Robert Daniels of RogerEbert.com gave the film 2 out of 4 stars, praising the first half of the film and the performances by Dar Salim and Jake Gyllenhaal, but ultimately concluding "If The Covenant were only an interrogation of the hollowness of American exceptionalism, as its first hour suggests, it’d be among the most honest portrayals of the country’s role in the region. But Ritchie eventually awakens from his stupor, pushing this combat-action flick to gonzo territory." Daniels ruminates on the closing scenes of the film, remarking that the use of an AC-130 gunship only serves to amplify the tonal mismatch between the first and second halves of the film: "As black site contractors use an AC-130 gunship (an angel of death) to help Kinley and Ahmed, should we be grateful for the overwhelming firepower on display or rightfully horrified?"
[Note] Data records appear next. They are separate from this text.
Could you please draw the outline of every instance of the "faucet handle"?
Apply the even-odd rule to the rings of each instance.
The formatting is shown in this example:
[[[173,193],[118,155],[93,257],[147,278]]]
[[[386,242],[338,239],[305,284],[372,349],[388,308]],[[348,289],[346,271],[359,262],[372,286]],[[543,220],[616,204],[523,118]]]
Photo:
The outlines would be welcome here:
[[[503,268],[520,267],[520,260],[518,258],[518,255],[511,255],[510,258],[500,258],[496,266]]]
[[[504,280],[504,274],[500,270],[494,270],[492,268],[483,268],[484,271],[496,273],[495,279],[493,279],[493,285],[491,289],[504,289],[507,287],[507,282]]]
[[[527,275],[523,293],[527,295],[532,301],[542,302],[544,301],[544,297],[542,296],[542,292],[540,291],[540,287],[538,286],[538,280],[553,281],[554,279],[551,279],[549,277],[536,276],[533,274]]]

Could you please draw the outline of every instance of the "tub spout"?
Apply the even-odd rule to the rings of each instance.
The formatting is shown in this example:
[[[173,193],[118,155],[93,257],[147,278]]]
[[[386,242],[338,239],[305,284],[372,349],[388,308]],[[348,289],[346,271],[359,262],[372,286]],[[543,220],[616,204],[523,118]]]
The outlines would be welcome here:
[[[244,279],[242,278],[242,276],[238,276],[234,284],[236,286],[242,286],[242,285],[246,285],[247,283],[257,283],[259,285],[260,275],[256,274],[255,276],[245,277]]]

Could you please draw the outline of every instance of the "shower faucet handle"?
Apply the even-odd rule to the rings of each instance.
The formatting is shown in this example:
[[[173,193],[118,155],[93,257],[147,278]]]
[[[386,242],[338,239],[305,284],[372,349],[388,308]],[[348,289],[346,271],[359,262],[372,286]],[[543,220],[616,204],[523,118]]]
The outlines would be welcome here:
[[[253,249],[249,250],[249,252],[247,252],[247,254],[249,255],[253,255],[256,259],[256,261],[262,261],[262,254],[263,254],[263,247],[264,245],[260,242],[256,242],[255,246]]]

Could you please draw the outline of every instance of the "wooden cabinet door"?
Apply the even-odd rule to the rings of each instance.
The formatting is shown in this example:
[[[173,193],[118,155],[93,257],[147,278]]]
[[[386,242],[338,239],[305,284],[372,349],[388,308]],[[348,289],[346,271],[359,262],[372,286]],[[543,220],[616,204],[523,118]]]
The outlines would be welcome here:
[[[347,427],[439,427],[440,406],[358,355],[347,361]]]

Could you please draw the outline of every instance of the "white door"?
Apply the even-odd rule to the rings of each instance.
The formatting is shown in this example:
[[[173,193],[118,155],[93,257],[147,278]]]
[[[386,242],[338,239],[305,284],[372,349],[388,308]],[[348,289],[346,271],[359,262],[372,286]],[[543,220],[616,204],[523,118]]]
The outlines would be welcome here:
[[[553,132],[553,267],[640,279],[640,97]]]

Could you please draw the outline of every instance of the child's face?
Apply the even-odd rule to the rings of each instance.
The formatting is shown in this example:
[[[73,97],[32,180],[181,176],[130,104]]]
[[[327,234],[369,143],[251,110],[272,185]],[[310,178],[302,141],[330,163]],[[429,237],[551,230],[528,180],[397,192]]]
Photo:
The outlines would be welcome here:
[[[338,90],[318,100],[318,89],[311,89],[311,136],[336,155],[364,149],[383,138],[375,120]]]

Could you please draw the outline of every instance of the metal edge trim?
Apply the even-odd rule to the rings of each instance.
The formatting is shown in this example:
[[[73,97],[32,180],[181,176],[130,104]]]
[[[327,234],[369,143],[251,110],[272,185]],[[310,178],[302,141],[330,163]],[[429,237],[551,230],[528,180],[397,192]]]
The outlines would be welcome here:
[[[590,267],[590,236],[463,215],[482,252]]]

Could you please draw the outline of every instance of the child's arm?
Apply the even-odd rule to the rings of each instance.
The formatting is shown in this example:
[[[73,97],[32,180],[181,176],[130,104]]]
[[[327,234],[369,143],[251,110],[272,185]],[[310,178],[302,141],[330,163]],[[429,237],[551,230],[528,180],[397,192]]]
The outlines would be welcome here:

Gregory Nussen rates the film 1 and a half stars out of 4 in his Slant Magazine review, echoing other critiques about the film's odd endorsement of the Global War on Terror. "As for the war itself, Ritchie, Davies, and Atkinson never interrogate American exceptionalism, the effectiveness of brute force tactics, or the logic of a 20-year engagement in a country far removed from the events of 9/11. With the first title screen at the end of The Covenant announcing, eulogy-like, that the Taliban re-established rule as soon as American troops left the area, the filmmakers also implicitly suggest that leaving was a mistake, essentially endorsing the same never-ending warfare that their script initially and half-heartedly criticizes."